К школе мы и направляемся, покинув хижину. Как выяснилось, сегодня занятий нет. Ветром сорвало крышу, и теперь все ждут, когда староста созовет жителей, чтобы ее поднять... Крыша из пахи одним краем лежит на земле, но другой край зацепился за стену из тонких кольев, так что кровля напоминает шапку сдвинутую набекрень. В этом здании, похожем на сарай, дети получают начальное образование. Здесь всего четыре класса. Дальше учатся только самые способные. Один из пятидесяти закончит шесть классов в другой школе-интернате и вернется учителем в эту или похожую деревню, так что цепочка образования обретет новое звено. От школы Мерседес ведет нас к медпункту. Она здесь медсестра. — Что вы умеете лечить? — спрашиваю я девушку, когда мы заходим в ее «кабинет» — крохотное фанерное сооружение, напоминающее продовольственный ларек.

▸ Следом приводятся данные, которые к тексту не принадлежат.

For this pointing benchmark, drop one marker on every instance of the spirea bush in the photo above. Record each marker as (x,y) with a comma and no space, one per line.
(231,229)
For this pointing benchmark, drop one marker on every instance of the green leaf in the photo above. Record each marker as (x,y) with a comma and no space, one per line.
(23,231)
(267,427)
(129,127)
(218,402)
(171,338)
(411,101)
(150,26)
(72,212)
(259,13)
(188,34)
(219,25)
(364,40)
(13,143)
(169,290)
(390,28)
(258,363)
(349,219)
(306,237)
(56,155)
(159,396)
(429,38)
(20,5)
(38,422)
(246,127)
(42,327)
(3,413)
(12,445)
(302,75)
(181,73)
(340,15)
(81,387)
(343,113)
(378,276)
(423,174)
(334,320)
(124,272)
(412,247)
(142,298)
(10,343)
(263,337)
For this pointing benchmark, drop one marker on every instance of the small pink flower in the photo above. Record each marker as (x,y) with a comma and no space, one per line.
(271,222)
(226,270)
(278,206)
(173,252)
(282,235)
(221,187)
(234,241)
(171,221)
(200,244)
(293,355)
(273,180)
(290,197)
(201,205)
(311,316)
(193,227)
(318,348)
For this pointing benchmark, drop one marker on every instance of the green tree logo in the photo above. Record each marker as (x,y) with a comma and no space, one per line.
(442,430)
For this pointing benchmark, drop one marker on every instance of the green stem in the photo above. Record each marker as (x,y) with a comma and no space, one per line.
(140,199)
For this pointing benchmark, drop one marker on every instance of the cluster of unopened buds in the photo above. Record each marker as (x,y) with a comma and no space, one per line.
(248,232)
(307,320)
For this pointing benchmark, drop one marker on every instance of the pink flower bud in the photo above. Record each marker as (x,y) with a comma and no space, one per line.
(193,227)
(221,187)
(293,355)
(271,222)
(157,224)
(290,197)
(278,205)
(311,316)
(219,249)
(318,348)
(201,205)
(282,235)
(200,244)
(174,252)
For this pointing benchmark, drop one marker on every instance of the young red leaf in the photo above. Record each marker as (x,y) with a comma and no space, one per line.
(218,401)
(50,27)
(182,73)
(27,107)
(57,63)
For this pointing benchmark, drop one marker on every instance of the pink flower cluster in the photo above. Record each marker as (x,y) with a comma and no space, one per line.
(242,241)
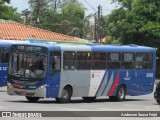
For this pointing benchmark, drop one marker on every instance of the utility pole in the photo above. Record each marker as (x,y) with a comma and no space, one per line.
(98,24)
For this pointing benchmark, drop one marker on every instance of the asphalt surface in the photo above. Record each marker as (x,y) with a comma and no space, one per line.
(132,103)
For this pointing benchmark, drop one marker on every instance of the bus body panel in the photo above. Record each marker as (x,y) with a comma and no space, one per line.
(79,80)
(53,86)
(4,48)
(86,83)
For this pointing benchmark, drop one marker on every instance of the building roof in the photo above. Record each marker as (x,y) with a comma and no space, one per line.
(10,30)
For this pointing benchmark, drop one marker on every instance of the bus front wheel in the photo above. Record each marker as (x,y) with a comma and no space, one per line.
(32,99)
(89,99)
(121,93)
(65,96)
(158,101)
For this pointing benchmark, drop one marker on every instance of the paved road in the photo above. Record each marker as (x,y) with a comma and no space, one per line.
(132,103)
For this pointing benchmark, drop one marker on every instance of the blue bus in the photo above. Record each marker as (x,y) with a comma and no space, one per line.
(62,71)
(4,57)
(5,46)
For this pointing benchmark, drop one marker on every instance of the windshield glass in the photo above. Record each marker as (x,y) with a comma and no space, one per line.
(28,65)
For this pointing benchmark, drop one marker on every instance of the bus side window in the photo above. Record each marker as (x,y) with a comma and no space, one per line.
(127,60)
(150,60)
(141,61)
(55,61)
(98,61)
(114,61)
(5,55)
(84,60)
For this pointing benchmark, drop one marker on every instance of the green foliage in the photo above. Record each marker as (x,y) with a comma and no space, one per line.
(65,17)
(9,13)
(138,24)
(3,1)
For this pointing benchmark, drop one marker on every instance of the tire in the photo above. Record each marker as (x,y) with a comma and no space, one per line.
(158,101)
(121,93)
(89,99)
(32,99)
(112,98)
(65,96)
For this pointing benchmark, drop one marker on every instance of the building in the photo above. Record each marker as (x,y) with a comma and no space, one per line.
(10,30)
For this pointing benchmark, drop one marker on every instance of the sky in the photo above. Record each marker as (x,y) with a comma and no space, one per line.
(91,5)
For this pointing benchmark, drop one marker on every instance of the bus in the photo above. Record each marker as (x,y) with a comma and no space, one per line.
(5,46)
(62,71)
(4,57)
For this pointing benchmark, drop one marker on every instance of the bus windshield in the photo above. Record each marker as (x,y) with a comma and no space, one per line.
(26,65)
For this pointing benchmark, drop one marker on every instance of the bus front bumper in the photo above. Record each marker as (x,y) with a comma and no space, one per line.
(39,92)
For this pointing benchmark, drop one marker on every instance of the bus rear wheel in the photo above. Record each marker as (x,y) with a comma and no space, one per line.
(66,96)
(158,101)
(121,93)
(32,99)
(89,99)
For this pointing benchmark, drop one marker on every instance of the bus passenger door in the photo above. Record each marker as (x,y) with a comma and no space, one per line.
(4,55)
(54,77)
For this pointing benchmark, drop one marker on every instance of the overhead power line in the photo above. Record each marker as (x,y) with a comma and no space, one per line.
(90,6)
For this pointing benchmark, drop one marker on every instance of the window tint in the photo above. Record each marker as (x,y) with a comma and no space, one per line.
(142,61)
(83,60)
(55,60)
(127,60)
(69,59)
(150,61)
(99,61)
(113,61)
(5,55)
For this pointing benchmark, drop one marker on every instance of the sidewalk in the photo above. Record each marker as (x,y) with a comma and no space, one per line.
(3,89)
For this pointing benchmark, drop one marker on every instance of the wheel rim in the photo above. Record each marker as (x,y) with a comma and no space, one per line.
(121,93)
(65,94)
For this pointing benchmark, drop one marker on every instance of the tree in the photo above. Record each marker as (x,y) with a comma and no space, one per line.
(74,14)
(3,1)
(8,12)
(140,25)
(67,17)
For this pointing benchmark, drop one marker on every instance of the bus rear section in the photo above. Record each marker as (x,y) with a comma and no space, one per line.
(4,57)
(65,71)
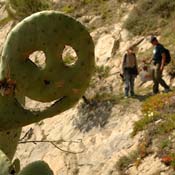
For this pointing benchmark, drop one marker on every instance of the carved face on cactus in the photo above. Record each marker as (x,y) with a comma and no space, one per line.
(49,32)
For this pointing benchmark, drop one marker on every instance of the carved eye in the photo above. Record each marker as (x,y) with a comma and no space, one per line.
(12,170)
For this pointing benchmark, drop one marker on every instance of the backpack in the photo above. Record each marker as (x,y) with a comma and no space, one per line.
(168,56)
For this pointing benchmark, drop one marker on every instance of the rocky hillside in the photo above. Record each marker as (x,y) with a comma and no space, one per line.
(109,135)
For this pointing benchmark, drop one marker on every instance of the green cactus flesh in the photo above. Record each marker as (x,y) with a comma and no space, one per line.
(36,168)
(50,32)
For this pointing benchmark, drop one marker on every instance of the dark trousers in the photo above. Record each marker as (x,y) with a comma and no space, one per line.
(157,78)
(129,83)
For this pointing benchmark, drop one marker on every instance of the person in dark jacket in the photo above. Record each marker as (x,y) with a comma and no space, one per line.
(159,59)
(129,70)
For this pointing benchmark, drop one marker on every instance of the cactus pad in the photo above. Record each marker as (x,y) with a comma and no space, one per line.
(50,32)
(36,168)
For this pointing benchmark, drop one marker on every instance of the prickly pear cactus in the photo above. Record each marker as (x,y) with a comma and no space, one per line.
(38,168)
(50,32)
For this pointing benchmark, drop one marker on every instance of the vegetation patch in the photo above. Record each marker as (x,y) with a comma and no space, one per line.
(158,124)
(148,15)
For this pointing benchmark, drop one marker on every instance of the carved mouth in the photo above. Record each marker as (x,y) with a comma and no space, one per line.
(35,106)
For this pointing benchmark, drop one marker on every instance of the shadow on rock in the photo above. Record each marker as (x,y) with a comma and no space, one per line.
(93,114)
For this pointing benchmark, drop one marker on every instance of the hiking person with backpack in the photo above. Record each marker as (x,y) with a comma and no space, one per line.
(129,71)
(161,57)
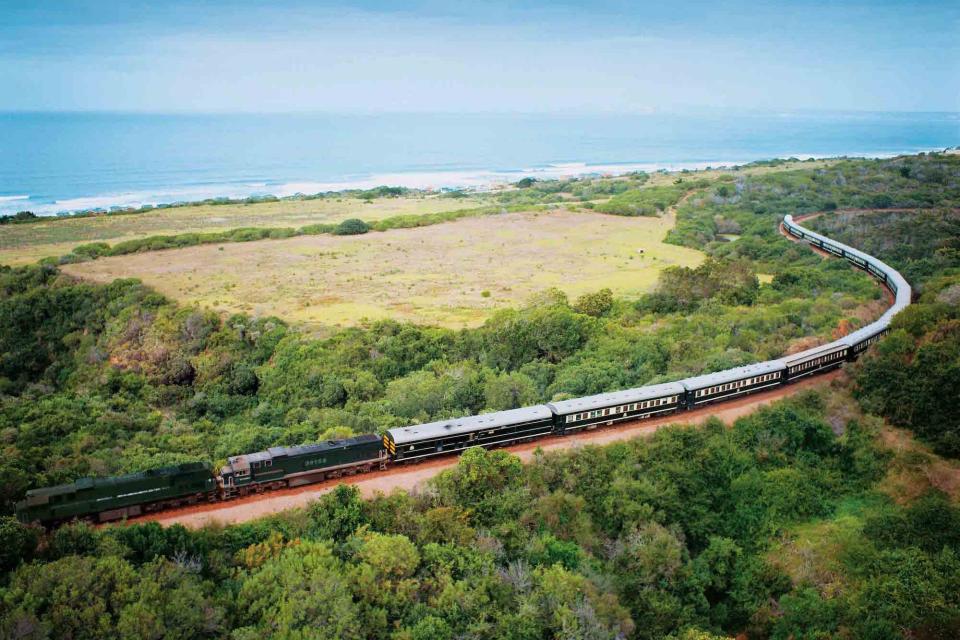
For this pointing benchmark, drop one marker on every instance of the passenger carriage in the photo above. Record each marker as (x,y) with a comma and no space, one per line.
(816,360)
(455,434)
(607,408)
(724,385)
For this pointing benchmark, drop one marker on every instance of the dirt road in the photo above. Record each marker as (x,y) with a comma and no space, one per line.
(409,477)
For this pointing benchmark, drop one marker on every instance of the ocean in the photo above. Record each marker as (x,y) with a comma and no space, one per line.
(62,162)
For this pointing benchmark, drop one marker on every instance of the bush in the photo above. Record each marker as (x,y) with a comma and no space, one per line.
(351,227)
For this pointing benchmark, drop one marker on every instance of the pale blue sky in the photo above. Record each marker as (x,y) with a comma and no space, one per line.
(630,56)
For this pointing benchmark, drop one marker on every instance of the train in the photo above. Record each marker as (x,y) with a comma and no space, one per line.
(134,494)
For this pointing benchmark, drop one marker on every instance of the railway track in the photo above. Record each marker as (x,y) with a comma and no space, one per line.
(410,477)
(251,485)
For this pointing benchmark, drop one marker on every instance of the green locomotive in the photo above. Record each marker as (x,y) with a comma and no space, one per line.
(104,499)
(295,466)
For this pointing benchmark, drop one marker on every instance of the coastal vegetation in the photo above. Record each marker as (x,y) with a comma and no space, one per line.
(812,518)
(427,274)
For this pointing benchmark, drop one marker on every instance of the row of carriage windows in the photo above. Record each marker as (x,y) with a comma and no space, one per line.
(612,411)
(816,362)
(709,391)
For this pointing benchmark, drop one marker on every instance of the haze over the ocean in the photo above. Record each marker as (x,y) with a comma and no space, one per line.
(517,85)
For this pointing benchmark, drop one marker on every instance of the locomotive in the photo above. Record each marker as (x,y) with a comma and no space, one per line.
(191,483)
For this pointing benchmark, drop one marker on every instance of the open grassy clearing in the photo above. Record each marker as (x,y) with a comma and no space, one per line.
(26,243)
(435,275)
(22,244)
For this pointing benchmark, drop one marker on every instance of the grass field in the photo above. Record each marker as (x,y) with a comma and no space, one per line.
(435,275)
(25,243)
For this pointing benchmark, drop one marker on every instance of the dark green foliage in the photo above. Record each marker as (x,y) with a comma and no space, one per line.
(18,543)
(338,514)
(650,201)
(19,217)
(351,227)
(913,375)
(684,289)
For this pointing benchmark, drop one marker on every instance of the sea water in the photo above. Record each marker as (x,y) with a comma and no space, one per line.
(58,162)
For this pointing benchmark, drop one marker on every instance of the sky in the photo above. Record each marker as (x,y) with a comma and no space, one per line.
(522,56)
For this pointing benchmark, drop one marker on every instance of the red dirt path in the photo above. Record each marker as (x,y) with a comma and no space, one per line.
(410,477)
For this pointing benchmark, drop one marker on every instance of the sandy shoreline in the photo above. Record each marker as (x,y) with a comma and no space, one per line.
(478,180)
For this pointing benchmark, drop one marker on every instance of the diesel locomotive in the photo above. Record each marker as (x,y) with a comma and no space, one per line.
(134,494)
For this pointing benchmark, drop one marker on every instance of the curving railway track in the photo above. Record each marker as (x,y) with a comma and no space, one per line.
(237,492)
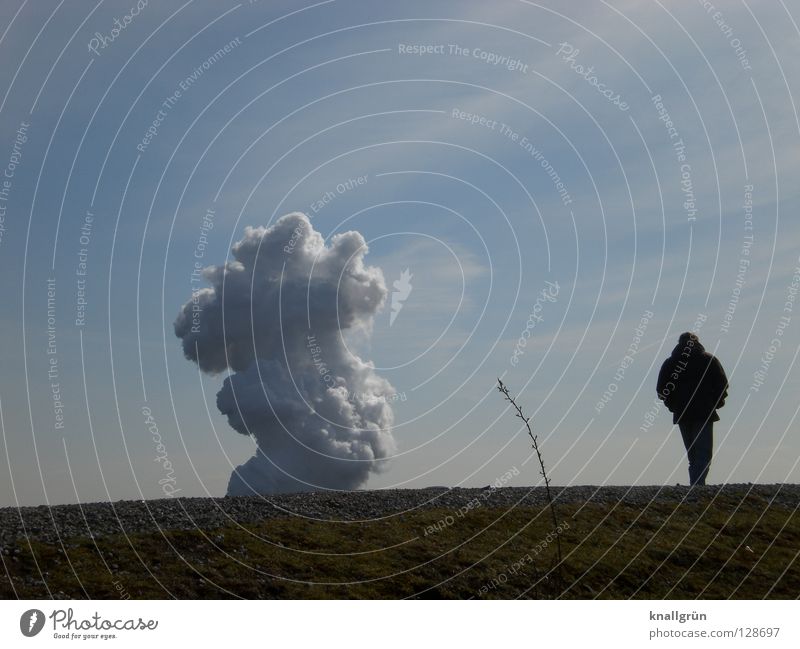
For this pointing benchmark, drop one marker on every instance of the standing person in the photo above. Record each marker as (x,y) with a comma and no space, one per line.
(692,385)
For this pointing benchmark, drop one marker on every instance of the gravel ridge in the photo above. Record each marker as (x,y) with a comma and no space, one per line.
(61,522)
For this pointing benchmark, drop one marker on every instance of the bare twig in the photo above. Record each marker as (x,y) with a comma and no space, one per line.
(535,443)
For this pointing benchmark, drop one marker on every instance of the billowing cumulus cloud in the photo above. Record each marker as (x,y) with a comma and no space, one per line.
(278,317)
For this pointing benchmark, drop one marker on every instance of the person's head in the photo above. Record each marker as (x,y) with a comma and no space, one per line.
(689,342)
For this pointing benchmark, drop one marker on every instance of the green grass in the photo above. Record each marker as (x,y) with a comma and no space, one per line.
(658,551)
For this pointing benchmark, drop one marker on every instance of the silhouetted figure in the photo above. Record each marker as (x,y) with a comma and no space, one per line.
(692,385)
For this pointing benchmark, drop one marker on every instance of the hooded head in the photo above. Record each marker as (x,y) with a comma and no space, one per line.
(688,343)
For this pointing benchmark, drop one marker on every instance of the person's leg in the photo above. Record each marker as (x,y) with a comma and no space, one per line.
(689,431)
(704,445)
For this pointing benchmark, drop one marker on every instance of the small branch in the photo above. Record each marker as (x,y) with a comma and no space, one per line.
(535,443)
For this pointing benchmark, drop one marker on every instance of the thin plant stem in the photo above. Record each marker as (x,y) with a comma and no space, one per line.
(535,443)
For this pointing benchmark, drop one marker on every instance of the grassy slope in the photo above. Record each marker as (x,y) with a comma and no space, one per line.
(663,550)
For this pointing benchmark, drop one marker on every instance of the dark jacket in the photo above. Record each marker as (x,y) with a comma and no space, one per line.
(692,384)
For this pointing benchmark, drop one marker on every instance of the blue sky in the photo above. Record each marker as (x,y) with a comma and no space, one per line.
(312,95)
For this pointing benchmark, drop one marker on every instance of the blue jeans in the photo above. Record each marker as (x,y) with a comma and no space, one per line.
(698,438)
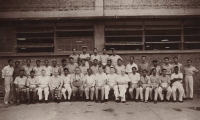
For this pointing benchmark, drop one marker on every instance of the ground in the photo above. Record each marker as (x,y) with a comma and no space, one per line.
(189,110)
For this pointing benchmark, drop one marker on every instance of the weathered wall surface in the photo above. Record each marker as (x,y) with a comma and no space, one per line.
(195,57)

— Лечу расстройства желудка, даю таблетки от головной боли, могу делать инъекции пенициллина. Ампулы у нас есть, — говорит она и с гордостью показывает набор лекарств.— Но главное, конечно, не это. Я должна приучить всех индейцев общины кипятить питьевую воду, хочу, чтобы цементировались полы в хижинах. Тогда заражений от домашних животных будет меньше, да и сам скот не станет заходить в дома. Но мне трудно. Жители не говорят на пополока, а я не говорю на науатль, и мне не очень-то верят. Или вовсе не понимают. Не хотят понимать...

— А если случатся серьезные заболевания?

— Раз в две недели нас посещает доктор из Центра. Кроме того, как и повсюду, индейский знахарь тоже есть...

По дороге в Центр я вспоминал детали увиденного, и упомянутый в разговоре знахарь навел меня на размышления о поверьях индейцев, о мире подземных духов, об исчезающих в джунглях людях, о дьяволе на Горе Белой Обезьяны, куда ходят за подмогой будущие лекари... Но при всем том же функционируют школы, и в Соготегойо сто учеников прилежно изучают письмо, грамоту, арифметику... Конечно, до двадцатого века еще далеко, новое только показывает первые ростки, однако это уже не просто индейцы из джунглей, это крестьяне, граждане Мексики, готовые влиться в общий поток истории своей страны, если им помогут...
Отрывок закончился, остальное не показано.